There will always be a some negative reviews to any GOOD book. Heck even this has it's critics Amazon.com: Customer Reviews: Sheet Music: Uncovering the Secrets of Sexual Intimacy in Marriage (are you kidding me!!)

My guess is the one who wrote that slamming review, which I did read by the way, is OVERLY religious minded, either he has some real issues going on at home, or he just enjoys being a CRITIC to anything that goes against his tidy holy world view. Did you see how he ended that review saying it could lead to violence & Murder ! WHAT!!!! The man is outrageous to say such a thing and if he is a Chrstian, even more so. I think we should look at the mentality of the poster, don't you!? His take on this book was HIGHLY HIGHLY exaggerated. 

Listen, I have this book & NO WHERE is LOVE slaughtered in it. It has ideas that may be a little out of the box, true, BUT NOTHING, I repeat NOTHING, that has you compromising your marraige bed. 

Let's face it -If your heart & mind is being led elsewhere to another man or woman , one thing is VERY CLEAR >>> you have LOST passion at home, and have gotten BORED. Who can disagree with this? 

Now if that poster feels HOLY in slicing the role of a litte LUST in our lives, he can do it till the cows come home but the reality is - LUST influences the majority of us-even if we refuse to acknowlege it, it plays a HUGE ROLE in sexual attraction. (How many of you married someone you was not sexually attracted too- you never felt the URGE to want to "do them" ? ) People need to get real. 

Obvioulsy not that poster and every critic of that beautifully written book Sheet Music, I can imagine what a stick in the mudd they are in bed. (I used to think like this in some measure so I know where these people are coming from).

The review was obviously from a fundamentalist minded person who sees NO value in spicing up your sex life, that you are just a sinner if you get bored in your marraige and the answer lies in finding GOD, anything remotely secular is dung.

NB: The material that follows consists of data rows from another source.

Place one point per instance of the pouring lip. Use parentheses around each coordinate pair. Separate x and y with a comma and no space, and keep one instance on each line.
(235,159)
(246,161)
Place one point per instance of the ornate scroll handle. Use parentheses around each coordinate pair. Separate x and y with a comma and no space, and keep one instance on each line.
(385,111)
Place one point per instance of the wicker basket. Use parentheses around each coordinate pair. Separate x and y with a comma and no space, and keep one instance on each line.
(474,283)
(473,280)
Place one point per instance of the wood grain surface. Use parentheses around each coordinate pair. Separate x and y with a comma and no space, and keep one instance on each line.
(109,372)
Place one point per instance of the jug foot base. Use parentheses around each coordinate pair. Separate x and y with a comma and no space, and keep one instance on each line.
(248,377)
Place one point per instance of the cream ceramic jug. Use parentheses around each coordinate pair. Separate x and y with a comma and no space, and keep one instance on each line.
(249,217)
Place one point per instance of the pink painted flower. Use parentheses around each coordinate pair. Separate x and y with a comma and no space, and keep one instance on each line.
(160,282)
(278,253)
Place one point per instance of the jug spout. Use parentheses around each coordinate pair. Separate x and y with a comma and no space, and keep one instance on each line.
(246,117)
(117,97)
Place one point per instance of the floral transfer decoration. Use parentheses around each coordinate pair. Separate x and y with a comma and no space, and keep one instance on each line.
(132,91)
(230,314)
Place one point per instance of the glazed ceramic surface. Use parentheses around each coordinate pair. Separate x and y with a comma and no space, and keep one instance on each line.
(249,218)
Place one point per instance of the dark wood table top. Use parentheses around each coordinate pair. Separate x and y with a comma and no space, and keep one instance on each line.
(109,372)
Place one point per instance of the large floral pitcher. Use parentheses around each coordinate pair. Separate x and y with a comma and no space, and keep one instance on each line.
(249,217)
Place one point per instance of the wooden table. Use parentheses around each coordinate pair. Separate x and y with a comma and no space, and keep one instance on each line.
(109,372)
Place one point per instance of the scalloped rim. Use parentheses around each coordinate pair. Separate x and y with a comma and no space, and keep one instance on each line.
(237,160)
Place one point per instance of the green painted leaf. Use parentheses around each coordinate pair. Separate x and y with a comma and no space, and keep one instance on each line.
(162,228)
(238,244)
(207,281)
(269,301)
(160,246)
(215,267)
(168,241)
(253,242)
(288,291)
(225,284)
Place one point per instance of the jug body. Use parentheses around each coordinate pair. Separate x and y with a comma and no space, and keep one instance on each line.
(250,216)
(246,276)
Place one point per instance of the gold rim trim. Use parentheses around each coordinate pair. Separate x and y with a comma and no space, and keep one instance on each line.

He likely prays before he has sex too, I wouldn't be surprised. They advocate this in my church mind you. 

Personally, I highly ENJOYED the read, it gave me insight to what the ALLURE is in WHY people fall into affaris, and it makes all the sense in the world. It is the same reason we FALL IN LOVE in our youth, it is a RUSH of hormones, lust is involved and it is Da** exciting, it consumes us. 

If we can take what you learn about affairs and APPLY them in YOUR marraige, you will infact SAVE your marraige. 

******* stars from this reader. 

I bought this book because I personally LOVE the Rabbi, have a # of his books, He always makes me smile, laugh when I see him on interviews. Plus I felt it could SPICE up our sex life (after all I used to be somewhat of a prude) - and it DID. 


I feel the need to make my own review on Amazon now.


----------



## Syrum

That review is funny.:rofl:


----------